Violação da competência da União, estados e municípios – Outro ponto de destaque da Ação Direta de Inconstitucionalidade diz respeito aos dispositivos que atribuíram competência exclusiva para a CTNBio de decisão sobre casos de liberação de produção ou comercialização dos organismos geneticamente modificados. Com isso os demais órgãos públicos federais, dos estados e municípios têm anulado o exercício de suas funções em relação aos OGMs. Em manifestação aos ministros, a Terra de Direitos e o Movimento dos Pequenos Agricultores destacam que “é justamente a competência comum nessa matéria que permite a cooperação entre todos os entes federados, seus órgãos e entidades na proteção e busca pelo meio ambiente ecologicamente equilibrado, consagrado na Constituição Federal”. A Lei 11.105/2005 ainda indica, na prática, que a fiscalização dos OGMs é tarefa exclusiva dos órgãos federais, excluindo as demais esferas.

Um efeito concreto da aplicação da Lei é a posição de desobrigação da Agência de Defesa Agropecuária do Paraná (ADAPAR) em fiscalizar o não cumprimento de medidas para não contaminação de cultivos de milhos crioulos por cultivos com sementes geneticamente modificadas. “A ausência do cumprimento das medidas de coexistência tem gerado incontáveis danos ambientais, sociais e econômicos a agricultores que cultivam variedades de milho convencional, tradicional ou crioulo, afetados pela contaminação genética e a consequente perda de suas variedades em razão da expansão do cultivo de OGMs”, sublinham as organizações.

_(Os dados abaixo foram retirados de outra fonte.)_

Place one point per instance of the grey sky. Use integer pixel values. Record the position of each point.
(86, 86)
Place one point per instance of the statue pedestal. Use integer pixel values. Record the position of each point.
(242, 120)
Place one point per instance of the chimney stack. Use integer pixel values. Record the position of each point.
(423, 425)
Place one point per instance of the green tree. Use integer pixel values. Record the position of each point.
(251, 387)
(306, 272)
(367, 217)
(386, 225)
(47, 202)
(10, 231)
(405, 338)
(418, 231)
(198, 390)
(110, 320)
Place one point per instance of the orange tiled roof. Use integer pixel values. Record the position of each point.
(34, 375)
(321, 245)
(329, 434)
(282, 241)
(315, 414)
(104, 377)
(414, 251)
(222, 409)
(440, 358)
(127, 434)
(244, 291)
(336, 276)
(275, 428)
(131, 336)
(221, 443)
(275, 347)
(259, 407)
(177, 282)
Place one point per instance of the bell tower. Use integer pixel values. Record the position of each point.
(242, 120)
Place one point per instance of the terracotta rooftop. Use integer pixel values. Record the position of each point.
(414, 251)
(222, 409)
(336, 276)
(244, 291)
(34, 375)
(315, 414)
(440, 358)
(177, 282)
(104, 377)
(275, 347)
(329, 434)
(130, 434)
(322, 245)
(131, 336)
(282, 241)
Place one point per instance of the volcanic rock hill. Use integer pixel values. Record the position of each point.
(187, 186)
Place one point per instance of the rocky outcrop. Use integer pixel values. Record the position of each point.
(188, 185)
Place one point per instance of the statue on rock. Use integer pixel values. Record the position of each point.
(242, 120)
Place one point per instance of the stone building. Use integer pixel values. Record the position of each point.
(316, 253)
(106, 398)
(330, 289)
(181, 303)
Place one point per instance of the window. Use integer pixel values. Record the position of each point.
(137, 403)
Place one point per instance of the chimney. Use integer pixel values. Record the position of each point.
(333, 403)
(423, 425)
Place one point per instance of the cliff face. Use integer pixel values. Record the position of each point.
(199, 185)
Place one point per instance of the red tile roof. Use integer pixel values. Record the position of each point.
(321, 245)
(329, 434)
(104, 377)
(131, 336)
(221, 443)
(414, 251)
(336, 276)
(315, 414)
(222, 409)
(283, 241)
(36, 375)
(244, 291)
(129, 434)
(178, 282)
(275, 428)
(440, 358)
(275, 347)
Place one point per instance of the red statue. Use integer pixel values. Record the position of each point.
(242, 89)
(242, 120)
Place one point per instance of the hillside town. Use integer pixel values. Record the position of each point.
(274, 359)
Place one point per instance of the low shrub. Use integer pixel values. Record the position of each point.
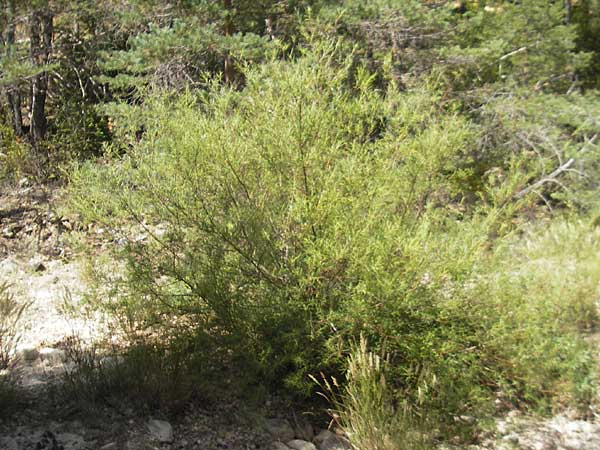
(278, 224)
(11, 312)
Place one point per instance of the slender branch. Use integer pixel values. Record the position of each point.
(551, 178)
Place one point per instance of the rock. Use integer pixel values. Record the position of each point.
(326, 440)
(37, 265)
(303, 429)
(8, 443)
(27, 353)
(299, 444)
(280, 429)
(52, 355)
(48, 442)
(109, 446)
(71, 441)
(161, 430)
(277, 445)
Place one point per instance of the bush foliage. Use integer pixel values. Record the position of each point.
(278, 224)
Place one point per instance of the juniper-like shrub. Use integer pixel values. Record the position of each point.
(279, 223)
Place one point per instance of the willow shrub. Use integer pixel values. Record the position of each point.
(278, 224)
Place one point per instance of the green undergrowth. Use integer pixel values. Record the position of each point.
(264, 231)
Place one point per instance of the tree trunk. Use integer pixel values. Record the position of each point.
(228, 70)
(13, 95)
(41, 44)
(568, 11)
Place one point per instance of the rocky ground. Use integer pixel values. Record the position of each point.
(37, 262)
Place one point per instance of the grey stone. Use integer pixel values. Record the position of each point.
(161, 430)
(52, 355)
(326, 440)
(8, 443)
(299, 444)
(277, 445)
(303, 429)
(109, 446)
(27, 353)
(71, 441)
(280, 429)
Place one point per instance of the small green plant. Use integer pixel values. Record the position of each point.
(11, 312)
(367, 409)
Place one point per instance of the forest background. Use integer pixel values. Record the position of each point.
(397, 199)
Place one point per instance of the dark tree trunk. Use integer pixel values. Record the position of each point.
(228, 70)
(41, 45)
(13, 95)
(568, 11)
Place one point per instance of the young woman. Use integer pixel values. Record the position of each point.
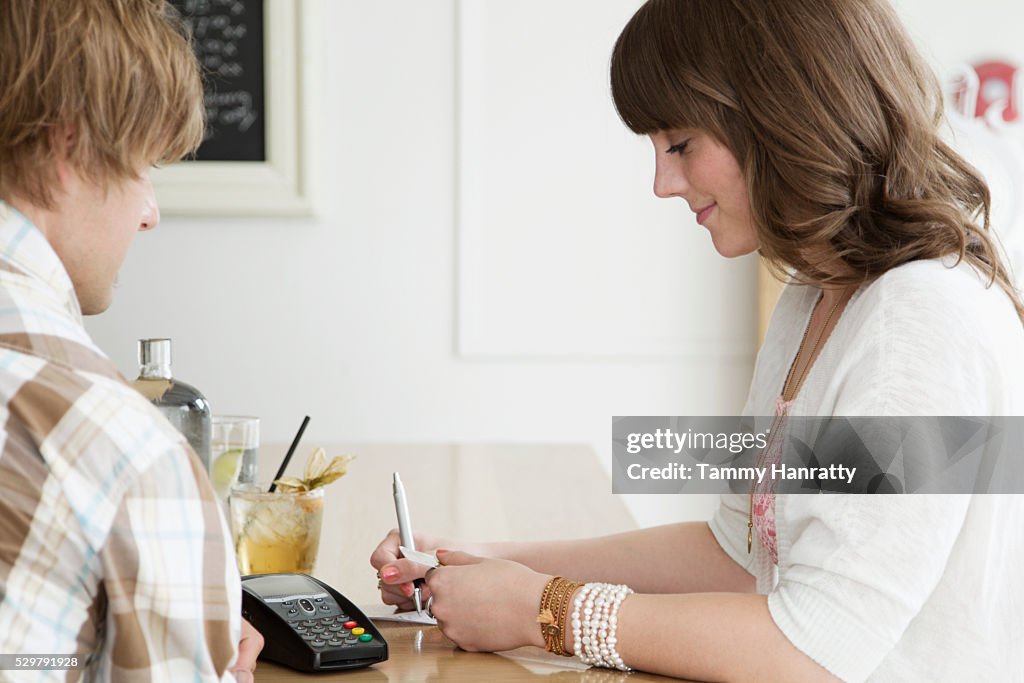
(805, 130)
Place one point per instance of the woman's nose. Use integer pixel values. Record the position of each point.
(669, 181)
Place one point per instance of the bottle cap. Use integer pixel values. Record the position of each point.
(155, 357)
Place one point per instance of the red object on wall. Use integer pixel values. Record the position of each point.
(998, 84)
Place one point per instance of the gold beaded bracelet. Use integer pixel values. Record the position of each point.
(554, 609)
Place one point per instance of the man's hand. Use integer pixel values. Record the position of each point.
(249, 648)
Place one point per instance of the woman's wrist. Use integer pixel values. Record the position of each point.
(534, 634)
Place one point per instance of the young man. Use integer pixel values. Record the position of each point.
(113, 550)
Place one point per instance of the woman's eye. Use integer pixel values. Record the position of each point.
(678, 148)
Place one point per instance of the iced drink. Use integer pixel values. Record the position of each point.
(275, 532)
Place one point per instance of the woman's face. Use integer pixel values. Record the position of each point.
(691, 165)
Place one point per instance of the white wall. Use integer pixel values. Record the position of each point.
(353, 316)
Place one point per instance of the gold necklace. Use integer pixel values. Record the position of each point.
(796, 389)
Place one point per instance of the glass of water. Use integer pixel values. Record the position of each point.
(233, 446)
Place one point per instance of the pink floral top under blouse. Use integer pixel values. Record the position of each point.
(763, 502)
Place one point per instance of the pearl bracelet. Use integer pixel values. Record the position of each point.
(595, 619)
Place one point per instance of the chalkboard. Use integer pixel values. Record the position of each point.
(227, 39)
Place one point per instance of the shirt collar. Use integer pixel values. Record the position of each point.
(25, 249)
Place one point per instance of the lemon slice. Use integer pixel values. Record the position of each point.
(224, 471)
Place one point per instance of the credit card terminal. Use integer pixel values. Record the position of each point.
(308, 626)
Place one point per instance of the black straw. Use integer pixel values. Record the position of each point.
(291, 452)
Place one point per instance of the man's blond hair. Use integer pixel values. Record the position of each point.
(118, 75)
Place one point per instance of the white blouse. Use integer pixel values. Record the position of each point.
(897, 588)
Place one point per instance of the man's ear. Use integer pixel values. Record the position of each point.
(61, 141)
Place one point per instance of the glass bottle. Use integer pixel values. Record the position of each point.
(182, 404)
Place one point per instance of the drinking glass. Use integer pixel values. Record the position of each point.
(233, 447)
(275, 531)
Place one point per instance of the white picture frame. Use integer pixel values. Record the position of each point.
(280, 185)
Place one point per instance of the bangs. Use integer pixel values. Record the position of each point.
(656, 80)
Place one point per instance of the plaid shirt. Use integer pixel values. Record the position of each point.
(112, 544)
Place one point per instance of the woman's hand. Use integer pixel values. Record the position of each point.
(485, 604)
(249, 648)
(395, 572)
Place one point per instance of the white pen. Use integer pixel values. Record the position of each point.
(406, 534)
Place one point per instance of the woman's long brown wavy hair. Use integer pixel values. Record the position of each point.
(834, 118)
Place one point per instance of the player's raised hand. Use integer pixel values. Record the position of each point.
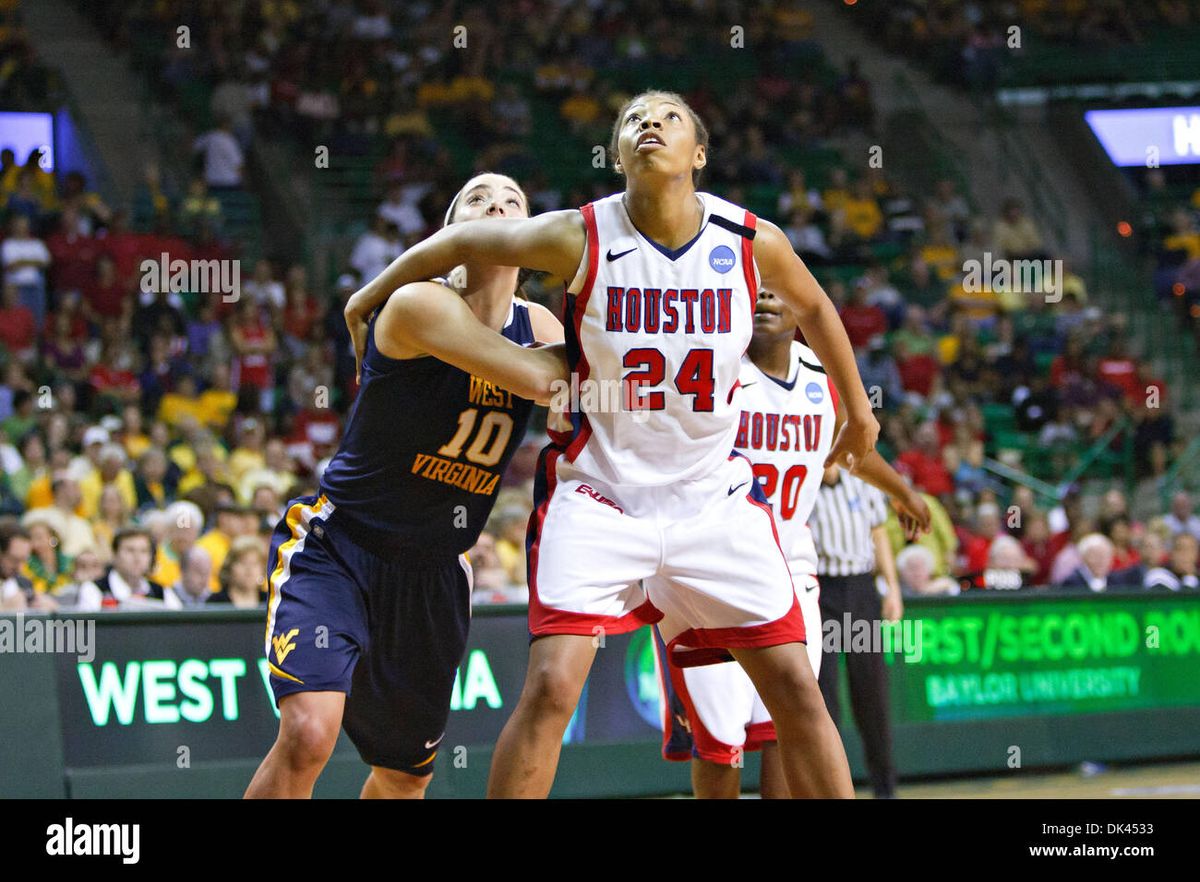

A ADI 3526 ainda questiona, entre outros pontos, a impossibilidade de participação social nos processos de liberação e aprovação de organismos modificados. Vinculada ao Ministério da Ciência, Tecnologia e Inovação, a CTNBio tem seus assentos definidos pela pasta. Sem mecanismos permanentes de participação, o envolvimento da sociedade civil é condicionado aos convites feitos pela CTNBio, sem direito à voto.

 

Participação da sociedade civil – Para colaborar na argumentação técnica e jurídica sobre a inconstitucionalidade da Lei, organizações sociais participam do julgamento da ação, na condição de Amici Curiae (amigos da Corte). Foram admitidos pela corte o  Instituto Brasileiro de Defesa do Consumidor (Idec), o Greenpeace, a Terra de Direitos e a Associação Nacional de Pequenos Agricultores. Em defesa da Lei, a Associação Nacional de Biossegurança (Anbio) também foi admitida no processo.

No julgamento a ser iniciado na sexta-feira, os  Ministro Relator Nunes Marques incluirá seu relatório e voto no sistema virtual do Supremo. Na sequência os demais ministros podem acompanhá-lo, apontar divergências, pedir vistas ou mesmo solicitar que o caso seja pautado em sessão por videoconferência. Em caso de eventual pedido de vistas por alguns dos ministros ou ministras, o julgamento deverá ser suspenso.